I think the intent of her statement is pretty clear. The question (and this is itself important to the thesis of this post) was to question her justification for staying in the race at this point, despite the fact that the math says that she cannot win. I think it is clear that she meant to show that nomination campaigns that stretch into June are hardly unusual or ahistoric, and on that point, she’s correct; in my lifetime, the nomination race in the Democratic party went late into the season in 1972, 1980, and 1984; for the Republicans, 1976 was a cycle that went all the way to the convention. At any rate, Senator Clinton was clearly attempting to show that these things happen, and used as example the 1968 race, I suppose because something rather memorable (infamous, more accurately) happened then that will bring to mind connotations of “June” and “Democratic nomination being up in the air” for the general voting public.
Yes, I know.

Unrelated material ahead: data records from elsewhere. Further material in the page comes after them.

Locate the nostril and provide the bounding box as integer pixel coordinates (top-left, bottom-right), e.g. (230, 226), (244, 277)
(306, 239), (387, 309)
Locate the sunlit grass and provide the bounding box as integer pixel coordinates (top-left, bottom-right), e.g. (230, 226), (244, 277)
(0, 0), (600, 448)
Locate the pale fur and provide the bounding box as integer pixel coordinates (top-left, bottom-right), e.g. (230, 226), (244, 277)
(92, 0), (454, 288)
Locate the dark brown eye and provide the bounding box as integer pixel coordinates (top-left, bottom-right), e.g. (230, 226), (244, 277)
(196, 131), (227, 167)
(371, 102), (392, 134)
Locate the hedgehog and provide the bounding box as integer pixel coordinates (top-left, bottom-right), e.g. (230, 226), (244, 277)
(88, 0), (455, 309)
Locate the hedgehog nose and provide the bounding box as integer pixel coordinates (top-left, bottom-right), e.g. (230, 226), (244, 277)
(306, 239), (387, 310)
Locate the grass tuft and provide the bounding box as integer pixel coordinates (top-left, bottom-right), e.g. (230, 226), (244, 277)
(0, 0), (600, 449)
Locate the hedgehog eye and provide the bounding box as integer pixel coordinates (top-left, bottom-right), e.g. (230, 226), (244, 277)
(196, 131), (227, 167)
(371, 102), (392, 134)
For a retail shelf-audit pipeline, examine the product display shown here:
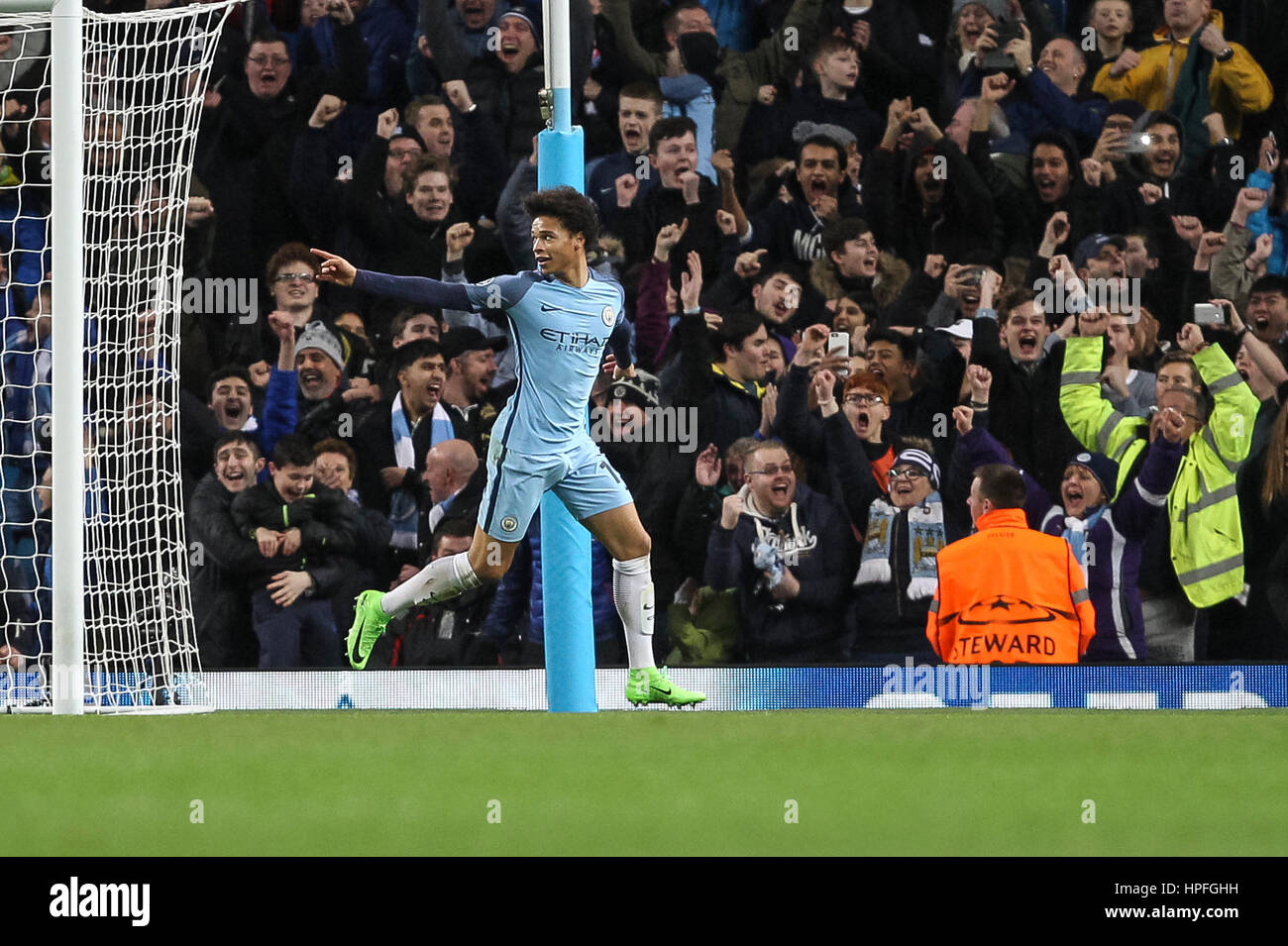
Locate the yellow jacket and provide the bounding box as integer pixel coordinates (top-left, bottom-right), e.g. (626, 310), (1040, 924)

That’s a rather inelegant choice of items for “let me jog your memory here” material. But, she’s done it before, and didn’t bring down the firestorm she did yesterday, so she went to that well again. The big difference between what she said this time and what she said in a March 6 interview with TIME magazine is that this time she gave her rationale in a remarkably clumsy way, suggesting by her phraseology that she was basically staying in the race in case Senator Obama got himself killed (because he’s black, you know, and that could happen.)
The point here isn’t what she said, but moreover why, and why her answer still sucks even with context. As a few TV pundits have pointed out, she could’ve used 1980 (Kennedy-Carter) or 1984 (Hart-Mondale) as examples of late-running nomination fights. Instead, she picked 1968. Why that year, with all the tragedy and sadness that it brought to Democrats? Think about it. 1968, all problems aside, still resulted in a very, very close election in November. A few votes change hands in the Deep South–or George Wallace doesn’t run a third-party candidacy–and Nixon is defeated.
1968 was very close, in other words, and that’s why she invoked it, because should she bring up the 1980 and 1984 nomination campaigns, they immediately beg the further observation: given how terribly the Democrats performed in November those two occasions, why again are you still in this? That’s the point pundits have been making for over a month now–no close nomination process has resulted in a successful campaign in the general in modern memory. The best that any candidate out of such a late nomination managed was Humphrey’s 1968 defeat by Nixon, and as such that election has become Hillary’s go-to exemplar.
And now, one would hope, she’s done bringing up 1968, which means that if she’s looking for historical perspective on her late challenge, she’s looking at Democrats being crushed in a General Election and taking Democrats down-ticket with them.
That isn’t a very good reason to stay in, and she knows this.
Hopefully the uncommitted super delegates realize this as well and will now be emboldened into bringing her vanity candidacy to a close now.